Globally, men who have sex with men (MSM) are at elevated risk for HIV infection compared with the general population. MSM are impacted by sexual stigma and HIV-related stigma, which present barriers to HIV prevention. Sexual stigma refers to the devaluing of sexual minorities, negative attitudes and lower levels of power afforded to non-heterosexual behaviors, identities, relationships and communities. HIV-related stigma refers to the devaluing and mistreatment of people who are living, or associated, with HIV. Social support and coping have been posited to moderate the influence of stigma on sexual risk behavior (SRB) among sexual minorities. However, there is a scarcity of information regarding sexual stigma, HIV-related stigma and SRB among MSM in developing countries, which bear the greatest burden of HIV/AIDS; in India, in particular, MSM have HIV infection rates sixteen times higher than the general population. The objective of this study was to examine the associations between sexual stigma, HIV-related stigma and SRB among MSM in South India. The secondary objective was to explore the associations between social support, resilient coping and SRB.

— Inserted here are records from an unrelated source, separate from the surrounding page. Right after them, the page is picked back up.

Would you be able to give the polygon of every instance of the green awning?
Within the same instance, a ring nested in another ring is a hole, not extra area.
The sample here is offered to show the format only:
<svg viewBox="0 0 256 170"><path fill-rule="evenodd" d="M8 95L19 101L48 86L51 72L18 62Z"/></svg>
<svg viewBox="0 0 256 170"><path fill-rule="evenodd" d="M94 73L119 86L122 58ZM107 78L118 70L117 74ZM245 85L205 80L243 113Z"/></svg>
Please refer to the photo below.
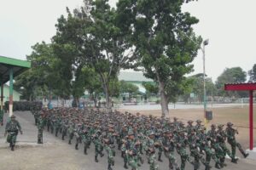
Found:
<svg viewBox="0 0 256 170"><path fill-rule="evenodd" d="M31 62L0 56L0 80L5 83L9 80L9 68L13 68L14 77L31 67Z"/></svg>

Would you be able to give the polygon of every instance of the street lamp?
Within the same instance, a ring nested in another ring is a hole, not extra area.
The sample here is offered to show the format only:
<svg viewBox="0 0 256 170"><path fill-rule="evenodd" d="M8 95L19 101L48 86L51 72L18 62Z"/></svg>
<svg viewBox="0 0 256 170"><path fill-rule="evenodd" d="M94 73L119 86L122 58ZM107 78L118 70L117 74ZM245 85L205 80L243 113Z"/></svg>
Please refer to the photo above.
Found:
<svg viewBox="0 0 256 170"><path fill-rule="evenodd" d="M203 47L201 47L201 49L202 50L203 53L203 82L204 82L204 118L205 118L205 124L207 123L207 90L206 90L206 50L205 47L208 45L209 43L209 39L207 39L203 41Z"/></svg>

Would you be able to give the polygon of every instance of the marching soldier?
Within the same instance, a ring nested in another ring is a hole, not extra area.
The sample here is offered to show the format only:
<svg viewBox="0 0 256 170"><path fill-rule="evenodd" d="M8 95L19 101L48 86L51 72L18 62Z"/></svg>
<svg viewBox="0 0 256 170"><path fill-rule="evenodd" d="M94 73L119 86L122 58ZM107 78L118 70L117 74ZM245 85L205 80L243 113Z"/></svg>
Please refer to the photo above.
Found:
<svg viewBox="0 0 256 170"><path fill-rule="evenodd" d="M243 156L246 158L248 156L248 153L246 153L241 144L236 142L236 133L238 134L238 131L232 128L233 123L228 122L227 123L227 128L226 128L226 133L228 137L228 143L231 145L231 150L232 150L232 157L236 156L236 147L239 149L240 152L243 155Z"/></svg>
<svg viewBox="0 0 256 170"><path fill-rule="evenodd" d="M15 150L18 132L22 134L22 130L20 122L15 120L15 116L12 115L10 118L11 121L6 124L4 136L8 133L7 142L9 143L11 150Z"/></svg>
<svg viewBox="0 0 256 170"><path fill-rule="evenodd" d="M44 128L44 113L41 111L40 116L38 117L37 126L38 129L38 144L43 144L43 130Z"/></svg>

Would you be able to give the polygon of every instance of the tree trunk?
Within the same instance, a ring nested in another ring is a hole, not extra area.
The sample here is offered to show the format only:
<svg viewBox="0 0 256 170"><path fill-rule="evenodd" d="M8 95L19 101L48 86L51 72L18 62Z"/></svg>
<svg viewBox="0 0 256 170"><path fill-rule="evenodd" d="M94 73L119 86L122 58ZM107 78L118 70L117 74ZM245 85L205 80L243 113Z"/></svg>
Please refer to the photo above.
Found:
<svg viewBox="0 0 256 170"><path fill-rule="evenodd" d="M161 98L160 103L161 103L162 116L166 117L166 116L169 116L169 109L168 109L167 96L166 95L165 93L165 83L160 80L158 74L157 74L157 79L159 82L159 92L160 94L160 98Z"/></svg>
<svg viewBox="0 0 256 170"><path fill-rule="evenodd" d="M104 76L101 75L102 77L102 82L103 82L103 88L105 92L105 98L106 98L106 107L108 110L111 110L111 101L110 101L110 97L109 97L109 84L108 81L107 81L104 77Z"/></svg>

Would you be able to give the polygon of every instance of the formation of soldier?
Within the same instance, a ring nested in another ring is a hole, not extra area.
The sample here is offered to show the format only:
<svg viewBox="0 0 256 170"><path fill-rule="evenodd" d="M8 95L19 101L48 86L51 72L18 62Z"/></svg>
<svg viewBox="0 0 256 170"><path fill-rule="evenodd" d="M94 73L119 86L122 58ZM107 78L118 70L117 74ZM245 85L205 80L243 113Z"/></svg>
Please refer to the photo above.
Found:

A collaborative investigation was designed in partnership between the University of Toronto and community-based organizations in South India. Formative research, including community consultations and key informant interviews, was conducted to develop a culturally appropriate cross-sectional survey to examine sexual stigma, HIV-related stigma, SRB, resilient coping and social support. The survey was developed in English, translated into Tamil, and back-translated into English. Peer research assistants administered the survey to a purposive sample of MSM in urban and semi-urban locations in Tamil Nadu, India. Bivariate correlations and hierarchical block regression analyses were conducted using SPSS 17 to measure associations between independent (sexual stigma, HIV-related stigma, resilient coping, social support) and dependent (SRB) variables. Block 1 analyses examined associations between sexual stigma, HIV-related stigma and SRB; block 2 analyses examined associations between social support, resilient coping and SRB.
The majority (89.0%) of participants (n=200, mean age=30.9) reported experiences of sexual stigma and HIV-related stigma. Sexual stigma and HIV-related stigma were significantly correlated with higher rates of SRB and lower resilient coping and social support scores. In block 1 regression analyses, sexual stigma and HIV-related stigma predicted higher SRB scores, adjusted R2=0.11, F(2, 118)=8.57, p<0.001. In block 2, resilient coping and social support predicted lower SRB scores, adjusted R2=0.27, R2 change=0.16, F(2, 116)=13.41, p<0.001.
Sexual stigma and HIV-related stigma are associated with higher rates of SRB among MSM in South India. Understanding the impact of sexual stigma and HIV-related stigma on SRB informs social work practice by highlighting the importance of multi-level interventions, including micro (e.g. resilient coping skills), meso (e.g. social support) and structural (e.g. challenging sexual/HIV-related stigma) initiatives. Social work research should further explore the influence of HIV-related and sexual stigma on SRB among sexual minorities. An enhanced understanding of the potential roles that resilient coping and social support can play in facilitating healthy sexual behavior can inform interventions to reduce the negative impact of stigma and promote health among sexual minorities.